Despite all this, England will surely host the tournament again in most readers’ lifetimes. On that basis alone this feasibility study deserves a careful reading. What emerges is a singular lack of vision and ambition. England is in a position to make an innovative bid that would help shape future World Cups. With England as a single host, but near neighbours – Scotland, Wales, and possibly Northern Ireland too – staging games. Many smaller countries with a rich footballing tradition and one or two superb stadiums will never get the opportunity to host a World Cup or European Championship. Instead of the messy complications of a joint bid, why not a single host nation sharing the tournament with others? England is in a unique position to pioneer this. Between us and the home nations there are no borders or passport controls and we share a single government. Such a bid isn’t just about being neighbourly. Based on current stadium capacities, a shared hosting would add the 74,500-capacity Millennium Stadium and a choice of three grounds in Glasgow holding 50-60,000. Similar co-operation between sports would envisage Twickenham, with 82,000 seats, as another venue. And by 2011 the new Olympic Stadium, holding 80,000, would be ready.
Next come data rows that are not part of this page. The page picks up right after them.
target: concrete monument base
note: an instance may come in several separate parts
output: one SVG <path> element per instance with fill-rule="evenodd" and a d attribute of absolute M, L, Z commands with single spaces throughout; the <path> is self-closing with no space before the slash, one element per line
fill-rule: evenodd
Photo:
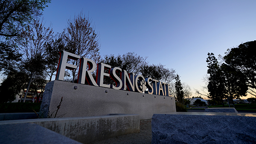
<path fill-rule="evenodd" d="M 154 113 L 176 112 L 173 97 L 55 81 L 46 86 L 40 116 L 55 115 L 61 98 L 57 117 L 137 114 L 145 120 Z"/>
<path fill-rule="evenodd" d="M 205 109 L 206 112 L 238 112 L 234 107 L 215 107 Z"/>

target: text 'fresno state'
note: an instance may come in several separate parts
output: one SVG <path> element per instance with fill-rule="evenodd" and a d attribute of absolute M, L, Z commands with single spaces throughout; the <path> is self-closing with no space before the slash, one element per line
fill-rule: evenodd
<path fill-rule="evenodd" d="M 169 84 L 166 84 L 151 78 L 145 79 L 142 75 L 134 75 L 134 73 L 127 73 L 123 69 L 118 67 L 111 68 L 111 66 L 100 63 L 96 64 L 92 60 L 80 58 L 77 55 L 65 51 L 61 53 L 58 66 L 56 76 L 56 80 L 63 81 L 66 69 L 75 69 L 77 66 L 67 63 L 68 58 L 75 60 L 80 59 L 78 83 L 84 84 L 85 80 L 92 86 L 110 88 L 115 89 L 126 90 L 149 94 L 164 96 L 170 96 L 169 94 Z M 87 69 L 87 66 L 89 69 Z M 97 75 L 96 81 L 93 77 L 92 72 L 96 70 Z M 104 72 L 104 69 L 110 69 L 108 73 Z M 119 73 L 120 76 L 117 75 Z M 115 84 L 106 84 L 103 83 L 105 77 L 110 77 L 114 81 Z M 147 88 L 147 91 L 145 91 Z"/>

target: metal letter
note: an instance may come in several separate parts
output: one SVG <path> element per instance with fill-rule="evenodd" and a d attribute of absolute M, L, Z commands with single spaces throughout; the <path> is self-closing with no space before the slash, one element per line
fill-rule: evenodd
<path fill-rule="evenodd" d="M 57 73 L 55 80 L 63 81 L 66 69 L 73 70 L 75 69 L 77 67 L 76 66 L 67 63 L 67 58 L 71 58 L 77 60 L 80 58 L 80 57 L 79 55 L 64 51 L 62 51 L 60 53 L 60 60 L 59 60 L 58 65 L 57 69 Z"/>
<path fill-rule="evenodd" d="M 109 77 L 109 74 L 104 72 L 105 68 L 111 69 L 111 66 L 103 63 L 98 63 L 98 69 L 97 71 L 97 84 L 102 87 L 110 88 L 110 84 L 103 84 L 104 80 L 104 76 Z"/>
<path fill-rule="evenodd" d="M 164 96 L 166 96 L 166 83 L 165 83 L 164 82 L 162 82 L 162 87 L 163 87 L 163 95 Z"/>
<path fill-rule="evenodd" d="M 122 86 L 121 89 L 126 90 L 126 86 L 129 91 L 134 91 L 134 74 L 133 72 L 129 74 L 130 76 L 126 71 L 123 70 L 122 72 Z M 126 83 L 126 80 L 128 83 Z"/>
<path fill-rule="evenodd" d="M 150 84 L 151 82 L 153 82 L 153 79 L 151 78 L 146 78 L 145 81 L 146 84 L 146 86 L 148 87 L 148 91 L 145 91 L 145 93 L 151 95 L 153 94 L 154 89 L 153 88 L 153 86 L 152 86 L 152 84 Z"/>
<path fill-rule="evenodd" d="M 170 96 L 170 84 L 166 84 L 166 85 L 167 86 L 167 88 L 166 89 L 166 96 Z"/>
<path fill-rule="evenodd" d="M 87 65 L 89 66 L 87 70 Z M 98 86 L 94 80 L 92 72 L 96 69 L 96 63 L 93 60 L 85 58 L 80 59 L 80 67 L 78 72 L 78 84 L 84 84 L 85 80 L 91 86 Z"/>
<path fill-rule="evenodd" d="M 115 89 L 120 89 L 122 86 L 122 82 L 121 78 L 120 78 L 116 75 L 116 72 L 117 72 L 118 71 L 120 73 L 122 72 L 122 69 L 119 67 L 112 68 L 110 69 L 110 71 L 109 72 L 110 77 L 116 83 L 116 86 L 113 85 L 111 84 L 110 85 L 110 88 Z"/>
<path fill-rule="evenodd" d="M 145 78 L 141 75 L 135 75 L 135 91 L 143 93 L 147 89 Z"/>
<path fill-rule="evenodd" d="M 164 95 L 163 85 L 162 85 L 162 82 L 161 81 L 159 81 L 159 83 L 157 83 L 157 87 L 158 87 L 158 95 Z"/>

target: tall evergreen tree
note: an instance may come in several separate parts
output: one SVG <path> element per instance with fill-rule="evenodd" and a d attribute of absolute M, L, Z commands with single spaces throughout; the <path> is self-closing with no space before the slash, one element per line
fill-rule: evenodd
<path fill-rule="evenodd" d="M 225 78 L 218 60 L 212 53 L 208 53 L 206 62 L 208 68 L 207 73 L 209 75 L 207 85 L 209 92 L 208 98 L 221 102 L 224 107 L 223 99 L 226 93 Z"/>
<path fill-rule="evenodd" d="M 178 102 L 181 103 L 183 101 L 184 98 L 184 92 L 183 90 L 182 85 L 180 80 L 180 76 L 177 75 L 175 78 L 175 88 L 176 92 L 176 100 Z"/>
With these added to Wembley, Old Trafford and others already of 50,000-plus, or likely to be built at around that size or larger, then a bid on this basis would add up to the biggest-ever capacity for a World Cup. Such an advantage should not be lightly dismissed. World Cups are now characterised by the huge numbers of fans, tens of thousands from many countries – hundreds of thousands from some – who travel from every corner of the globe to be there. And just imagine the domestic clamour for tickets.
But there’s another reason. The feasibility document repeats over and over again the claim that the World Cup will leave a lasting legacy. Yet there is precious little verifiable evidence for this, while landmarks to wasteful extravagance abound. Aveiro in Portugal aimed to boost its resort status by hosting Euro 2004 games. The new stadium, with its 30,000 seats, is now the home of Beira Mar, who boast an average attendance of 1,000. The tendency with these mega-events is always to favour building projects that supposedly add to the prestige of being hosts by having a lasting legacy. Empty, disused stadiums now litter Portugal, Japan and South Korea. Even the Germans could not resist the temptation of building a new ground in Leipzig in order to assuage their guilt that all the other host cities and benefits stayed in the old West. The 45,000-capacity stadium is now occupied by FC Sachsen Leipzig, who play in the German fourth tier and struggle to attract more than 2,000 to games.
It could be that this feasibility study isn’t much more than a convenient prop for a Gordon Brown photo-opportunity at Wembley. If that’s the case, it will remain a footnote of any eventual bid in four, or eight, years’ time. But if it is a serious first step towards entering this process then the wilful submission to the creeping conservatism that bedevils the World Cup bidding competition is a worrying early sign. A bid could be founded on co-operation, to accommodate unprecedented numbers of fans and leaving no legacy of unwanted stadiums. Aren’t those the kinds of promises politicians should be making to impress the voters?